The answer is to patch the driver or the BIOS (whichever is applicable) to use a faster seek time. (Long cables have nothing to do with that aspect, as step rates are measured in milliseconds). In particular, look to the first byte of the FDC "specify" command.

Zelandeth
October 28th, 2009, 10:41 AM
Interesting.

Definitely down to something different being done by the controller rather than the drive itself - though it IS a pretty quiet drive anyway.

Even when doing the normal test of the drive during the post, the frequency of the "buzz" from the head motor is appreciably higher on the old IBM than most of the Pentium/later class machines I have here.

Acorn A5000 here seems to behave similarly - it also seems to actually be willing to jump between tracks more quickly than my current PC, but I realise that the hardware config in the case of the Acorn is very different to your average PC, so it may well handle hardware control of the floppy drive a lot differently too. Should point out that the comparison there was being made using a 1.44Mb formatted DOS disc, rather than anything which might be treated differently such as a 1.8Mb ADFS one.
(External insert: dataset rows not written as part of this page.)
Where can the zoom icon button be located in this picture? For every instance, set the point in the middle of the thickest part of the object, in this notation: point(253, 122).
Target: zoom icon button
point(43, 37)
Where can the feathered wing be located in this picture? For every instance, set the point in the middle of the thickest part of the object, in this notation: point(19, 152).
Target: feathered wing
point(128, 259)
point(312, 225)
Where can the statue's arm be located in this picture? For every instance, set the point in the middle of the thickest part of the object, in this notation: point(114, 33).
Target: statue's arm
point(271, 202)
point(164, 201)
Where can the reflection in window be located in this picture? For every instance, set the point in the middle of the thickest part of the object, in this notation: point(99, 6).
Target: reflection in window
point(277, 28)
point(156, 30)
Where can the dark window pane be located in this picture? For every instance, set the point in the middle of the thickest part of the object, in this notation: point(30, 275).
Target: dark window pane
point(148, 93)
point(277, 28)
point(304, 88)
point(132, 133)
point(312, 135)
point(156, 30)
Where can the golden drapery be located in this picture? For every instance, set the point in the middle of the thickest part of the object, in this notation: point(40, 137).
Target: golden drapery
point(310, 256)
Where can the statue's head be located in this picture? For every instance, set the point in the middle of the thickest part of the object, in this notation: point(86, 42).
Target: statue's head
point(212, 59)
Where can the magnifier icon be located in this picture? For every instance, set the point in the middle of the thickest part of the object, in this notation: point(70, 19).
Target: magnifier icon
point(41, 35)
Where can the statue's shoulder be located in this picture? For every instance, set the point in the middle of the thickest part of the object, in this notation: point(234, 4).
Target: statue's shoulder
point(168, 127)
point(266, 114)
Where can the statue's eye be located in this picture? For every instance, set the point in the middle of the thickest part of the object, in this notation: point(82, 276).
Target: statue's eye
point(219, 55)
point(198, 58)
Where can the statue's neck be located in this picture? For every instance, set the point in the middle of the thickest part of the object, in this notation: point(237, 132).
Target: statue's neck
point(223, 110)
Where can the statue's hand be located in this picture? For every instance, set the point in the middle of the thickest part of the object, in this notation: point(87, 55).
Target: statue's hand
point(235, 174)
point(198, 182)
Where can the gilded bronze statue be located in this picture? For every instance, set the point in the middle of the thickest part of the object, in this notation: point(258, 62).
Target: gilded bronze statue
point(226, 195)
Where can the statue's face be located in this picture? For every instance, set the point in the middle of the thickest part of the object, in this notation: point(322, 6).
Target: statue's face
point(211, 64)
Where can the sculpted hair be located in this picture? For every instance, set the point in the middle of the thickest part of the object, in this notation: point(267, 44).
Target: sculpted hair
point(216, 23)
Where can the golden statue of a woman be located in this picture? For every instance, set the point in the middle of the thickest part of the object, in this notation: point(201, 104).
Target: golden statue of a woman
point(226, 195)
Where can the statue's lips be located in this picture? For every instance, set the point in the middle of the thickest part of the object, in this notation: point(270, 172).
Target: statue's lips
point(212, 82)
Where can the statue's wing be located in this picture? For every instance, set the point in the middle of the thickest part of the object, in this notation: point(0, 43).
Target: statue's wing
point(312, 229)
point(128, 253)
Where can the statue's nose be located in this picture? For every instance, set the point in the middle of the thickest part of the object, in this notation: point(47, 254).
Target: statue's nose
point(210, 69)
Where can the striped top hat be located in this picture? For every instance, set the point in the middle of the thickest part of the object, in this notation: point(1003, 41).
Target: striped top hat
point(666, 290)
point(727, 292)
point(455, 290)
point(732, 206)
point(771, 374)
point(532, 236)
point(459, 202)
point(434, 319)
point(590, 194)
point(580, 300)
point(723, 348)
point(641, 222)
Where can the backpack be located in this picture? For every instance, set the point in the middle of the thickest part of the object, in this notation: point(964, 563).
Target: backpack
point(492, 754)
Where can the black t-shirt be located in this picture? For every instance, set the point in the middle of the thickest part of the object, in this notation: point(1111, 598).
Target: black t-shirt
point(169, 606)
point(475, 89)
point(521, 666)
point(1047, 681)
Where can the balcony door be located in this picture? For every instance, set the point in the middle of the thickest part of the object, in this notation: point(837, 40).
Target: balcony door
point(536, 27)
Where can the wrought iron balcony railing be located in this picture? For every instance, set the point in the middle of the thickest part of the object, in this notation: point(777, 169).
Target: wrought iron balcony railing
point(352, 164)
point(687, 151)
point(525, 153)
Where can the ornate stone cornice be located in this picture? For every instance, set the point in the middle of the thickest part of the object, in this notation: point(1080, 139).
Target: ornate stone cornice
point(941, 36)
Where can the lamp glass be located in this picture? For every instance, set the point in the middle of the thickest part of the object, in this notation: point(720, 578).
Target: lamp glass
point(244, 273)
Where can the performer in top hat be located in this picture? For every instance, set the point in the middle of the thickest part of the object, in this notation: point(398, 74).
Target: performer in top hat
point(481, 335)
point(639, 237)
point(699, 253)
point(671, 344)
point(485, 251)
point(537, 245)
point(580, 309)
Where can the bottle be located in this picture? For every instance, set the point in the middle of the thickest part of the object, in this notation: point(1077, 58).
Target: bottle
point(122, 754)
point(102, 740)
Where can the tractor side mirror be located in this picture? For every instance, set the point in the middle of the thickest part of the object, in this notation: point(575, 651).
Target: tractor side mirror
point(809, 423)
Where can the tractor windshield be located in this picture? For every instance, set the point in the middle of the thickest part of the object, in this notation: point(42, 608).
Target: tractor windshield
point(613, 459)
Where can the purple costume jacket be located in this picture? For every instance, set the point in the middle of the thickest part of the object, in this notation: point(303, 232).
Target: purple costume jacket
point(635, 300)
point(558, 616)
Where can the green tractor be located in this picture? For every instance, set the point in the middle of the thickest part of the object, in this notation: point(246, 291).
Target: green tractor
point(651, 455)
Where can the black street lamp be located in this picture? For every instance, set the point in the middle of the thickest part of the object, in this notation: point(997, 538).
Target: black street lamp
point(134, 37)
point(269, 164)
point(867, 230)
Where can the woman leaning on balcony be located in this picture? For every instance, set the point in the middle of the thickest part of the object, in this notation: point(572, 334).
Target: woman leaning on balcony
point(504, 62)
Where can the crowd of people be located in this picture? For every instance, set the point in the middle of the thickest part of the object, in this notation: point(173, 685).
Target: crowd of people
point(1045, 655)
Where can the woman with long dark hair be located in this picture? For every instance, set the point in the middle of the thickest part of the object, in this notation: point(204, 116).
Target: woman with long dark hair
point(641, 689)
In the case of this PC, it's just got an external Iomega floppy drive (the internal one having been booted in favour of a Zip100 I found somewhere), it just appears to be a somewhat rattly drive - and the frequency that the head motor buzzes at appears to be precisely that at which every metallic component inside it resonates at, so it's rather noisy sometimes. ...Worse actually dealing with HD discs rather than DD ones.

Unfortunately the IBM in question is currently in bits scattered throughout my parents house at the moment, so isn't really available for a direct comparison.